For a selection of matched strata where total profile inconsistency was below 2.5%, we also depicted flows in responses between the EQ-5D-3L and EQ-5D-5L. To do this, we randomly matched individuals across the EQ-5D-3L and EQ-5D-5L datasets who were in the same strata, i.e. those who have identical matched characteristics apart from being given the two different EQ-5D versions across 2 different years.
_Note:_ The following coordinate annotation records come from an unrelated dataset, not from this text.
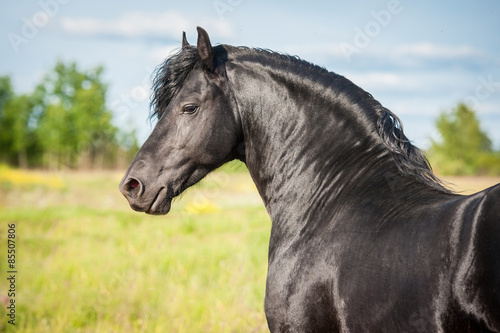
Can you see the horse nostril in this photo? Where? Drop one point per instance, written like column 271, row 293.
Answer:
column 133, row 187
column 133, row 183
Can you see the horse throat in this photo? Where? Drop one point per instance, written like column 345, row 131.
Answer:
column 303, row 145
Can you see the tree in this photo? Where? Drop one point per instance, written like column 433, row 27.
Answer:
column 74, row 120
column 464, row 149
column 64, row 123
column 15, row 135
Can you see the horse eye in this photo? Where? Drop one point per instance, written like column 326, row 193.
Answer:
column 189, row 109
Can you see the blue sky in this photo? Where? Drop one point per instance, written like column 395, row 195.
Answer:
column 418, row 58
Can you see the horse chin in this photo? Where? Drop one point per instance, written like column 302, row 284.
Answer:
column 161, row 204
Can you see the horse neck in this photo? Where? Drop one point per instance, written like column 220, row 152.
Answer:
column 305, row 141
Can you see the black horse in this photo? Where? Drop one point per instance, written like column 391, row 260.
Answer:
column 364, row 237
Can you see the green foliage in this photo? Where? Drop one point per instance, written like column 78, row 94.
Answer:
column 63, row 123
column 88, row 263
column 464, row 149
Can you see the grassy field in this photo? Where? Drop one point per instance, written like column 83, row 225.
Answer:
column 86, row 262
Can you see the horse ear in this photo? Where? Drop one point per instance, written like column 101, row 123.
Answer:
column 184, row 40
column 205, row 49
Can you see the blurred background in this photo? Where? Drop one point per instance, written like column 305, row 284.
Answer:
column 74, row 101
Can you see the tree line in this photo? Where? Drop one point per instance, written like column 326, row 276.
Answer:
column 63, row 123
column 463, row 147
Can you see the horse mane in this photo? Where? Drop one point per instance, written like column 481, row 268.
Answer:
column 168, row 78
column 409, row 159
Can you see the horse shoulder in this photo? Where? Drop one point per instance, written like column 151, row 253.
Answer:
column 479, row 272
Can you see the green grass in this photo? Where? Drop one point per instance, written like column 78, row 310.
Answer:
column 87, row 263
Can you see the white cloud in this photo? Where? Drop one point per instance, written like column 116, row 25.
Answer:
column 140, row 24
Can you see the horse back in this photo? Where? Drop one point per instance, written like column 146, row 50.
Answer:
column 478, row 280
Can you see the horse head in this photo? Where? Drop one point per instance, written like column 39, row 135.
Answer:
column 196, row 132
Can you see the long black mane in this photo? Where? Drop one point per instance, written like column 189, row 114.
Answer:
column 169, row 77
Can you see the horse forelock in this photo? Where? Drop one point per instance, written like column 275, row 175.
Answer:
column 170, row 75
column 168, row 78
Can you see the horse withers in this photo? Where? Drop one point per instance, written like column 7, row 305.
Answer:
column 364, row 237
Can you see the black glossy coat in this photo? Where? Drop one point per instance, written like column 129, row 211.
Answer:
column 364, row 238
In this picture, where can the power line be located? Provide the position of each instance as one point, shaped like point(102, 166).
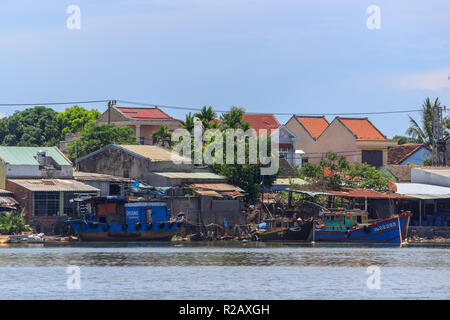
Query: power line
point(275, 113)
point(145, 104)
point(50, 103)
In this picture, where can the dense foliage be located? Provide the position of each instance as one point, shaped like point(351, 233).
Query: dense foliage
point(342, 174)
point(41, 126)
point(246, 176)
point(74, 119)
point(13, 223)
point(31, 127)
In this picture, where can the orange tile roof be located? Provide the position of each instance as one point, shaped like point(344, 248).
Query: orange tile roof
point(366, 193)
point(397, 154)
point(314, 125)
point(146, 114)
point(362, 128)
point(262, 121)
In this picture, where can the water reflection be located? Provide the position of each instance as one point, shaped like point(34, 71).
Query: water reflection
point(162, 254)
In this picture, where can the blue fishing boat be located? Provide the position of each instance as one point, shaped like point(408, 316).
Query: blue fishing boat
point(354, 226)
point(117, 219)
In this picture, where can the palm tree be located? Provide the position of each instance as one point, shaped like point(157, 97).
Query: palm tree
point(206, 116)
point(189, 123)
point(424, 133)
point(162, 135)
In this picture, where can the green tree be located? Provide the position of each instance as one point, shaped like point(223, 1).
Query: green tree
point(96, 136)
point(74, 119)
point(246, 176)
point(162, 136)
point(403, 140)
point(343, 174)
point(310, 170)
point(423, 132)
point(31, 127)
point(234, 119)
point(208, 117)
point(13, 223)
point(188, 123)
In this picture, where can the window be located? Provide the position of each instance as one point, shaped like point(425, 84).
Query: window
point(373, 157)
point(46, 204)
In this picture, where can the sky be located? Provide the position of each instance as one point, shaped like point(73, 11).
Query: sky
point(296, 57)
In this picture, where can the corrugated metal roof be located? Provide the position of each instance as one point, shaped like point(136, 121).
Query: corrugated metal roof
point(288, 181)
point(54, 185)
point(423, 191)
point(155, 153)
point(27, 155)
point(190, 175)
point(217, 187)
point(440, 171)
point(89, 176)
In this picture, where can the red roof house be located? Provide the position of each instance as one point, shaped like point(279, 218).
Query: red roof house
point(143, 121)
point(357, 139)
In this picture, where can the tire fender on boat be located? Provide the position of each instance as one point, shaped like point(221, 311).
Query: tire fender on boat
point(83, 226)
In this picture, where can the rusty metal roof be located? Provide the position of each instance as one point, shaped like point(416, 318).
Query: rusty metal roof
point(217, 189)
point(366, 193)
point(190, 175)
point(8, 202)
point(54, 185)
point(89, 176)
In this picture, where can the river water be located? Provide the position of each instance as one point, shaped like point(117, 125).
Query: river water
point(223, 270)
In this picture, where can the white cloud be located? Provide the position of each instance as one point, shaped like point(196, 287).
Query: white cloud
point(433, 80)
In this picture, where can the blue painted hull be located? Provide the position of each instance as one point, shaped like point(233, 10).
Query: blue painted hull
point(97, 231)
point(384, 231)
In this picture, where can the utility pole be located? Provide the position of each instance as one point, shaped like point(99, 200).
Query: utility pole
point(438, 137)
point(110, 104)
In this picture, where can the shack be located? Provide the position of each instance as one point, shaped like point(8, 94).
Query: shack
point(208, 207)
point(154, 165)
point(47, 202)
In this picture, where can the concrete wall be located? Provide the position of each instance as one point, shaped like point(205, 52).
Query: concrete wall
point(33, 171)
point(422, 176)
point(305, 142)
point(117, 162)
point(418, 157)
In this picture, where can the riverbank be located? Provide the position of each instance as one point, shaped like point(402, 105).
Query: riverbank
point(429, 234)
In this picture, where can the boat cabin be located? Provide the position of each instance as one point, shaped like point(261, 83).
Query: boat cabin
point(346, 220)
point(119, 210)
point(147, 212)
point(279, 224)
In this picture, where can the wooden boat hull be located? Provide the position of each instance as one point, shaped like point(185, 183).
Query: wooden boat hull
point(300, 233)
point(392, 230)
point(96, 231)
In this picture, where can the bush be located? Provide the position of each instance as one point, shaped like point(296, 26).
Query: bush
point(13, 223)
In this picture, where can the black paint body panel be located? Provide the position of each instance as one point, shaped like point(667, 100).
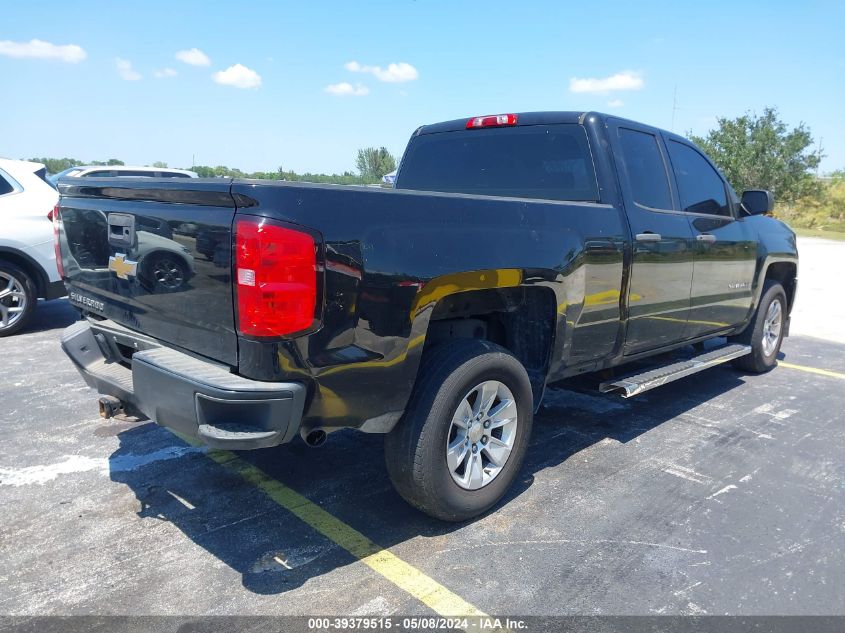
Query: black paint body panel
point(389, 258)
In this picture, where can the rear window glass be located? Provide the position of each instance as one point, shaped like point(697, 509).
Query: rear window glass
point(552, 162)
point(646, 169)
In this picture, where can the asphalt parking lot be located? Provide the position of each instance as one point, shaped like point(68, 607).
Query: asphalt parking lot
point(721, 493)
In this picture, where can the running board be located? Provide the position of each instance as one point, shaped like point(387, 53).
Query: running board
point(638, 383)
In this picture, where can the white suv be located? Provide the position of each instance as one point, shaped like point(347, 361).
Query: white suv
point(112, 171)
point(27, 251)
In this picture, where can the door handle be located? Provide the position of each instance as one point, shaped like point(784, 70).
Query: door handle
point(648, 237)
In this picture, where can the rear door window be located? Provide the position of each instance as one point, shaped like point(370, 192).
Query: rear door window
point(700, 187)
point(552, 162)
point(647, 177)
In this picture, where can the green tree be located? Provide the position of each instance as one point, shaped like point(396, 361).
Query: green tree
point(375, 162)
point(760, 152)
point(55, 165)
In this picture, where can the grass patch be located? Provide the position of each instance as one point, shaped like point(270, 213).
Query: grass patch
point(827, 234)
point(822, 214)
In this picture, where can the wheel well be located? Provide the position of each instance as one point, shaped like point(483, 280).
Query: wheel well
point(522, 320)
point(28, 265)
point(785, 273)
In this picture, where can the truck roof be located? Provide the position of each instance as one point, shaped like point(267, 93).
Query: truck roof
point(531, 118)
point(523, 118)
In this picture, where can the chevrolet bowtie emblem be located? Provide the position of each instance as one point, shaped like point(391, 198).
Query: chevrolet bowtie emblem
point(122, 267)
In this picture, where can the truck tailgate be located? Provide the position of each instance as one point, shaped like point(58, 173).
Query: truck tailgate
point(155, 256)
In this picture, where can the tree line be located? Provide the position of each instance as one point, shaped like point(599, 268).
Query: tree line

We then calculate cross-tabulations, showing for each level and domain of the EQ-5D-3L the corresponding level and domain for the EQ-5D-5L. We then depicted these cross-tabulations graphically using ‘Sankey’ diagrams [15, 16].
Impact on Utility Indices
We examined the consequences of the EQ-5D version change on the distribution of utility scores by generating utility values from the EQ-5D-3L using the value set derived by Dolan [17], and values for the EQ-5D-5L using the mapping algorithm developed by van Hout et al. [18]. We also calculated utility values for 5L respondents using the value set derived by Devlin et al. [19]. We compared the utility distributions by examining differences in kernal density and exploring the impact on mean utility for condition counts of up to five concurrent conditions.